Ein Ausfallschritt, eine ausladende Armbewegung, genug Schwung, und dann: Luft anhalten. Alle Blicke folgen dem Ball. Wo bleibt er liegen? "Oh nein", stöhnt der Werfer in böser Vorahnung. "Ach komm'", meint ein Mitspieler. Und dann rollt die Kugel tatsächlich weiter weg als gedacht, nimmt unerwartet Fahrt auf und stoppt auch noch ziemlich genau in der Mitte des Zielfelds. Besser hätte es kaum laufen können. Jetzt kann sich der Werfer ein Lächeln nicht verkneifen.

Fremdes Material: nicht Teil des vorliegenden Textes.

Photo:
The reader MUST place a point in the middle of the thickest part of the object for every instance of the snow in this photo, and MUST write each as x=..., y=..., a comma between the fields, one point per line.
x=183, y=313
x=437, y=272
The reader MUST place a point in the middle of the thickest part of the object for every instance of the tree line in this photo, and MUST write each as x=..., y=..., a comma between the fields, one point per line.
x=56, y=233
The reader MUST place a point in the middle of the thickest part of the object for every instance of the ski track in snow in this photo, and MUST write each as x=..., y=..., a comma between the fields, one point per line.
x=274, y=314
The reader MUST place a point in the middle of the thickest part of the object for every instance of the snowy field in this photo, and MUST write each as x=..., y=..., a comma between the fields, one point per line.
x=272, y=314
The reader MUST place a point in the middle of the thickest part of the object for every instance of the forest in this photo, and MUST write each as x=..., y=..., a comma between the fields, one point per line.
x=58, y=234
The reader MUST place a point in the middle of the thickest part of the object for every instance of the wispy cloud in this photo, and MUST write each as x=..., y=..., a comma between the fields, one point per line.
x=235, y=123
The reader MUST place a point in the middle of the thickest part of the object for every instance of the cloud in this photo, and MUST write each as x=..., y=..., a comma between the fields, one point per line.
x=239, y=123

Autofahrer, die sich an der Einfahrt zur Dernauer Römerstraße über das Warndreieck wundern und Passanten, denen das rege Treiben bei eisigem Wetter im Block rund um die Burgunderstraße und den Mahrweg wundern, erhalten auf Nachfrage dieselbe Antwort: "Wir boßeln", erklären die Teilnehmer vorwiegend der mittleren Altersklassen, die sich den ganzen Tag über draußen tummeln - trotz Eisregen und mehr als frostigen Temperaturen.

"Das gehört dazu", sagen sie und frönen dem ostfriesischen Nationalsport. Dazu gehören für sie auch Musik und Gespräche an einer eigens aufgestellten Getränkebude und an Heizpilzen sowie heiße und hochprozentige Getränke, aber keine Handschuhe. "Das ist was für Schlappis", sagt einer und macht sich auf zu einer weiteren Runde im Kegeln ohne Kegel, aber dafür auf der Straße.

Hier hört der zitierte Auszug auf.